STRUCTURE OF THE ATMOSPHERE

  • The atmosphere is divided into five layers starting from the earth’s surface. These are Troposphere, Stratosphere, Mesosphere, Thermosphere and Exosphere.
  • Troposphere: This layer is the most important layer of the atmosphere. Its average height is 13 km. The air we breathe exists here. Almost all the weather phenomena like rainfall, fog and hailstorm occur in this layer.
  • Stratosphere: It lies above the troposphere which extends up to a height of 50 km. This layer is almost free from clouds and associated weather phenomenon, making conditions most ideal for flying aeroplanes. One important feature of stratosphere is that it contains a layer of ozone gas.

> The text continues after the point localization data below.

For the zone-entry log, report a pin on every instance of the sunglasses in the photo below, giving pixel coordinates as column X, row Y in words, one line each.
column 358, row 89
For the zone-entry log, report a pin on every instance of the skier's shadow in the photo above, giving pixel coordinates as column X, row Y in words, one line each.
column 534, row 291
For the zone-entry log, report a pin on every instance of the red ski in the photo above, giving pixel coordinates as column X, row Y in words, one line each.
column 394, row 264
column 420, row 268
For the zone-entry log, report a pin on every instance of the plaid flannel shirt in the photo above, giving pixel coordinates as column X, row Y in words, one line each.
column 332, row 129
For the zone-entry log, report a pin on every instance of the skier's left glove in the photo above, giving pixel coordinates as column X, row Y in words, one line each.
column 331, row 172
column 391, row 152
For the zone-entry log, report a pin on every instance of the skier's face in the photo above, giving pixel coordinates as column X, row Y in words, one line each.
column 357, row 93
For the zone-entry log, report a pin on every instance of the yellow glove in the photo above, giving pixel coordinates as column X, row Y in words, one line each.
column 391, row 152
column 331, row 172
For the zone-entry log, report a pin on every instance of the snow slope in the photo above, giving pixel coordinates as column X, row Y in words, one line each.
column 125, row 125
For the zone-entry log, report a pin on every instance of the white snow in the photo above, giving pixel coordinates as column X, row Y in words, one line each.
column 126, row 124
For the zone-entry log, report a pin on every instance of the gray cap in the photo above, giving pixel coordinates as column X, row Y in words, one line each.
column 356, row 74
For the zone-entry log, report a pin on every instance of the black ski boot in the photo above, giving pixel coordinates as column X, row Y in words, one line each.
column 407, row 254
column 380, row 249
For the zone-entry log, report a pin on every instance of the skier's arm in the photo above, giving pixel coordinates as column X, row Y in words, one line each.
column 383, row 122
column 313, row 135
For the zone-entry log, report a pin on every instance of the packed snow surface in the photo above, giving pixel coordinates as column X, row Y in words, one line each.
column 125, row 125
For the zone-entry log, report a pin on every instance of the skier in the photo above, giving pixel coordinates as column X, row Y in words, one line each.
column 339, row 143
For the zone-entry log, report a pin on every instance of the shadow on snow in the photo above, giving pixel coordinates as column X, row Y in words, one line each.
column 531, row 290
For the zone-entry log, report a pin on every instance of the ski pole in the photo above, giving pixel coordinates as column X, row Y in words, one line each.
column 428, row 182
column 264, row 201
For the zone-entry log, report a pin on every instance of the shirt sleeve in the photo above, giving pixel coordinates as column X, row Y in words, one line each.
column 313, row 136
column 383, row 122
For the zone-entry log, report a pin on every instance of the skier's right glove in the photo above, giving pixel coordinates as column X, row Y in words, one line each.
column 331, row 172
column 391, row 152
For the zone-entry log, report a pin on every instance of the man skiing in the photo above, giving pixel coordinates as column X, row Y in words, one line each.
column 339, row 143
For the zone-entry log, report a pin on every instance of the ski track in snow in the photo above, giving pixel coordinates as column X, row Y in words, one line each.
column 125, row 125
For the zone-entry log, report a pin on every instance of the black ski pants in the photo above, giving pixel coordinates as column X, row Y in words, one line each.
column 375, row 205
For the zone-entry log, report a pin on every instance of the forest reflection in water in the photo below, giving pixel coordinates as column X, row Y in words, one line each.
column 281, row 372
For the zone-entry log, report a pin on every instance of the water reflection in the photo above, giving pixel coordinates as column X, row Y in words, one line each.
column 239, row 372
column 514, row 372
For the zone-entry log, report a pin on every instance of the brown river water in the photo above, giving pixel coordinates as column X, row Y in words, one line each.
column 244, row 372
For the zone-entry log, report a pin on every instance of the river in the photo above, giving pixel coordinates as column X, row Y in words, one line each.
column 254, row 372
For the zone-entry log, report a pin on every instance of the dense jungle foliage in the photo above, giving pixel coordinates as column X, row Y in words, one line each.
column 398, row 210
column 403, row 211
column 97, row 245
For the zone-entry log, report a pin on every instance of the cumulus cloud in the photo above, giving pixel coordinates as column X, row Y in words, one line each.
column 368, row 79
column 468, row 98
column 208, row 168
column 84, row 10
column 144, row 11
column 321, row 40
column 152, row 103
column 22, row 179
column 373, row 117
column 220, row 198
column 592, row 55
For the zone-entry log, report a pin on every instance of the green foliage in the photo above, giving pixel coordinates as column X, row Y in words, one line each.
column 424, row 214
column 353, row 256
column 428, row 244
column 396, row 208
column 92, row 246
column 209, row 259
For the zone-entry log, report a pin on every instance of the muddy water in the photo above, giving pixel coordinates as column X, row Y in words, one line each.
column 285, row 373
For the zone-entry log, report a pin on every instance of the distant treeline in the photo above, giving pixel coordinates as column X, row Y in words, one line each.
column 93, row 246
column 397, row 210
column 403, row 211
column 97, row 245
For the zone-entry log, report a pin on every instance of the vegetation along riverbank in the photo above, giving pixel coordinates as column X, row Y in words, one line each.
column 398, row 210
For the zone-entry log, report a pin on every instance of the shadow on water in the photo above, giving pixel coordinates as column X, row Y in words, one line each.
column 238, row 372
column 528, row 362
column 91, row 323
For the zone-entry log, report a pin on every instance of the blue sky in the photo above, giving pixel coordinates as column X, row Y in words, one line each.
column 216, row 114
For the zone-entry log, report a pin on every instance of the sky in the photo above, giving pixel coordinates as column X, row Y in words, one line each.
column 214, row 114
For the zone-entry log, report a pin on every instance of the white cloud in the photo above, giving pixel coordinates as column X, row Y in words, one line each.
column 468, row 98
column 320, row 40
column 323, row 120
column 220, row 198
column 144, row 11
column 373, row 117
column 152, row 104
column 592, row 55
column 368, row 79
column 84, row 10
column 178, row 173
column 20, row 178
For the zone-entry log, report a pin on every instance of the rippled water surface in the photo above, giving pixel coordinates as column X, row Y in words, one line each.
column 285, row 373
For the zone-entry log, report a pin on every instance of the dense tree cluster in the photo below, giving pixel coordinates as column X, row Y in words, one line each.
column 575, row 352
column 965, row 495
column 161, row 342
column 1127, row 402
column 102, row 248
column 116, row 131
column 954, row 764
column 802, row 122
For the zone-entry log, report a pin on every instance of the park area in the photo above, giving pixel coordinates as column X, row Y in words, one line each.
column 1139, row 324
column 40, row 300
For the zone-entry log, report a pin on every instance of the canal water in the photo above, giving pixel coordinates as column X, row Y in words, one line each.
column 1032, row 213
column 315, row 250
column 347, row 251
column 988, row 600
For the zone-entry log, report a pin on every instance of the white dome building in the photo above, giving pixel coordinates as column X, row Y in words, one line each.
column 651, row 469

  • Mesosphere: This is the third layer of the atmosphere. It lies above the stratosphere. It extends up to the height of 80 km. Meteorites burn up in this layer on entering from the space.
  • Thermosphere: In thermosphere temperature rises very rapidly with increasing height. Ionosphere is a part of this layer. It extends between 80-400 km. This layer helps in radio transmission. In fact, radio waves transmitted from the earth are reflected back to the earth by this layer.
  • Exosphere: The upper most layer of the atmosphere is known as exosphere. This layer has very thin air. Light gases like helium and hydrogen float into the space from here.